Al fine di aiutare a risolvere questi problemi, molte proposte interessanti sono state recentemente riportate nella letteratura scientifica e tecnica. Tra queste, alcune mirano a migliorare il rapporto costo-efficacia del complessivo processo di progettazione (ad esempio l’approccio meccatronico), favorendo e stimolando concurrent engineering, co-design e co-simulation. Altri approcci suggeriscono l’uso di linguaggi di modellazione (ad esempio UML) e di strumenti automatici per la generazione automatica di codice per migliorare la progettazione, il processo di sviluppo e la manutenzione del software. Una soluzione efficace ai problemi citati non può derivare esclusivamente dalla collaborazione sinergica tra i progettisti dei vari gruppi di lavoro, così come dall’uso di potenti strumenti CAD-CAE e di ambienti di sviluppo integrati. Un ulteriore elemento chiave per migliorare decisamente la qualità del software e la produttività consiste nella definizione di un framework di riferimento che comprenda un set completo di componenti altamente riutilizzabili per la logica di controllo che, incentrati sulle funzionalità trasversali che caratterizzano il dominio dell’automazione, possano aiutare i progettisti durante il processo di modellazione e strutturazione delle loro applicazioni in base alle esigenze specifiche. La realizzazione di un’architettura software quanto più possibile “machine-independent & platform-independent” risulta fondamentale non solo per ridurre drasticamente i tempi di progettazione di nuovi sistemi, ma anche per favorire l’intercambiabilità dei progettisti, oltre che delle piattaforme computazionali, in scenari affini.
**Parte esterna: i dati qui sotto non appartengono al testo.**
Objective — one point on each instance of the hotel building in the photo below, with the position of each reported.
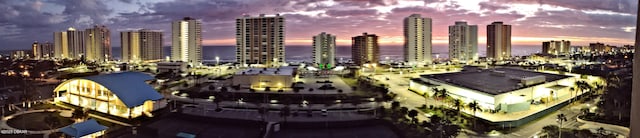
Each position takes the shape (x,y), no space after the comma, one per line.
(463,42)
(498,41)
(365,49)
(417,40)
(98,44)
(260,40)
(556,47)
(142,45)
(125,94)
(186,41)
(324,50)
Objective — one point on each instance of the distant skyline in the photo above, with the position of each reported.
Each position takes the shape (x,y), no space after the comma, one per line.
(580,21)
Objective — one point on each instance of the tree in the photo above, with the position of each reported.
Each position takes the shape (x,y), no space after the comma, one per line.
(457,103)
(395,105)
(413,114)
(474,106)
(560,118)
(285,112)
(551,130)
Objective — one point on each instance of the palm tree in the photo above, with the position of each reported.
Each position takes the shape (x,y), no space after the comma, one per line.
(457,103)
(560,118)
(474,106)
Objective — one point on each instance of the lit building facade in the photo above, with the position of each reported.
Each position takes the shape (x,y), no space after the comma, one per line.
(556,47)
(498,41)
(324,50)
(365,49)
(186,41)
(417,40)
(463,42)
(142,45)
(69,44)
(260,40)
(274,78)
(98,44)
(125,95)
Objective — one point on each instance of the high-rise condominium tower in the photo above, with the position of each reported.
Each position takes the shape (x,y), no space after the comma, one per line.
(324,50)
(417,40)
(98,44)
(498,41)
(556,47)
(186,41)
(141,45)
(260,40)
(463,42)
(69,44)
(364,49)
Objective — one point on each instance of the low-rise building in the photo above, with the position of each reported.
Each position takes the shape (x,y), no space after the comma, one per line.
(86,129)
(174,67)
(124,94)
(276,78)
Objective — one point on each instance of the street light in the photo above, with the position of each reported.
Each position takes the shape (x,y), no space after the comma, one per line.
(217,60)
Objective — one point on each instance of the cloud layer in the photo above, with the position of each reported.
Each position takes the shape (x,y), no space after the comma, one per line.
(582,21)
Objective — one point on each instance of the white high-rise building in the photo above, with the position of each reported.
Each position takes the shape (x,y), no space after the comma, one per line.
(463,42)
(324,50)
(186,41)
(498,41)
(141,45)
(260,40)
(69,44)
(98,44)
(417,40)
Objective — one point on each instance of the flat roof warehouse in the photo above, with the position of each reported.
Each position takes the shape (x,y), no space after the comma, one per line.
(496,81)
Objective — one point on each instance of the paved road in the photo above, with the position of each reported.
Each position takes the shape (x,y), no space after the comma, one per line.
(399,83)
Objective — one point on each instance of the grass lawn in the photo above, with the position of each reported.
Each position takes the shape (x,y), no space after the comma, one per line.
(35,121)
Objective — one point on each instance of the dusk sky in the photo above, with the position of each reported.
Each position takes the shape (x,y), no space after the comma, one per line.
(533,21)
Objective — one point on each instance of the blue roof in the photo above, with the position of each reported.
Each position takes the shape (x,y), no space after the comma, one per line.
(129,87)
(83,128)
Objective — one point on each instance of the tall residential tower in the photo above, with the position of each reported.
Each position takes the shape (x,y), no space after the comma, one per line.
(417,40)
(260,40)
(186,40)
(98,43)
(364,49)
(498,41)
(324,50)
(141,45)
(463,42)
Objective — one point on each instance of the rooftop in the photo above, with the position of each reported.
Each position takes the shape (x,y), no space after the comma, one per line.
(495,81)
(267,71)
(129,87)
(83,128)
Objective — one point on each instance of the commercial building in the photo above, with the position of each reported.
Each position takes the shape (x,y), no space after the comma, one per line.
(417,40)
(500,89)
(98,44)
(260,40)
(503,90)
(498,41)
(463,42)
(365,49)
(324,51)
(556,47)
(20,54)
(186,41)
(274,78)
(142,45)
(42,50)
(172,67)
(125,94)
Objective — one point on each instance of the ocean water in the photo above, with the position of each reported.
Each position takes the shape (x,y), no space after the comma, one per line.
(303,53)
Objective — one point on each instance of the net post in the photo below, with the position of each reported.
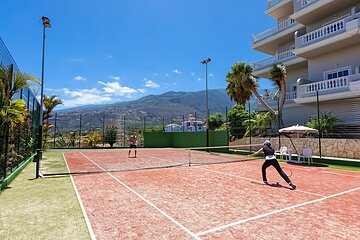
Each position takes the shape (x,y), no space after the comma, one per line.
(189,156)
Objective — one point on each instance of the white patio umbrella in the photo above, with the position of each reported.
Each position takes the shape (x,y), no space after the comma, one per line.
(298,129)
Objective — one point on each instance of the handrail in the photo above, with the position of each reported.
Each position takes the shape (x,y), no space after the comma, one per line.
(278,28)
(272,3)
(280,57)
(335,83)
(300,4)
(323,32)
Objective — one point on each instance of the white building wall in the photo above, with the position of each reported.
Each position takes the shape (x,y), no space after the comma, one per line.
(333,60)
(346,110)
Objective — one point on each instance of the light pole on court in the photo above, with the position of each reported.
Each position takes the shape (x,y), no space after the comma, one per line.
(46,24)
(206,61)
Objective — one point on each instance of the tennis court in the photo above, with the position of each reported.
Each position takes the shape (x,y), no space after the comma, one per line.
(125,198)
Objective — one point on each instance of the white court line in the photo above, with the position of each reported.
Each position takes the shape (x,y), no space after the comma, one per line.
(275,212)
(253,180)
(308,169)
(340,174)
(91,232)
(147,201)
In tale ottica, riveste particolare rilievo la sistematica e coerente applicazione del principio “divide et impera”, e, conseguentemente:

  1. l’identificazione di idonei criteri per la decomposizione funzionale del sistema complessivo in termini di una gerarchia di entità, astratte o concrete, opportunamente cooperanti;
  2. la definizione del ruolo e delle funzionalità di ciascuna entità (“what to do”), nonché delle relative interfacce e dei protocolli previsti per l’interazione con altre entità operanti nello stesso livello o nei livelli adiacenti della gerarchia;
  3. l’identificazione dei modelli di riferimento per la definizione formale del comportamento delle singole entità (“how to do”);
  4. l’identificazione dei modelli di riferimento per la definizione delle modalità di esecuzione dei compiti da parte delle singole entità (“when to do”).

Parimenti importante ai fini della riusabilità del software e della portabilità delle applicazioni è l’identificazione di efficaci design pattern orientati specificatamente al dominio applicativo delle macchine automatiche, quali la virtualizzazione della dotazione sensoriale e/o del sottosistema di attuazione di una macchina, il controllo della qualità del prodotto, la gestione delle informazioni di diagnostica. Con un approccio metodologico, conforme al paradigma MDA (Model-Driven Architecture), è possibile definire, per ogni tipologia di problema affrontato, un modello di riferimento che abbia adeguata capacità espressiva (“la base di conoscenza”), e procedere, una volta per tutte, allo sviluppo del correlato programma (“il motore inferenziale”), in modo da conseguire prestazioni e comportamenti anche fortemente differenziati a partire dalla semplice configurazione parametrica del modello, piuttosto che attraverso lo sviluppo di codice ad hoc. Esperienze aziendali dimostrano come su macchine completamente diverse si possa implementare il 40-45% dello stesso codice di controllo.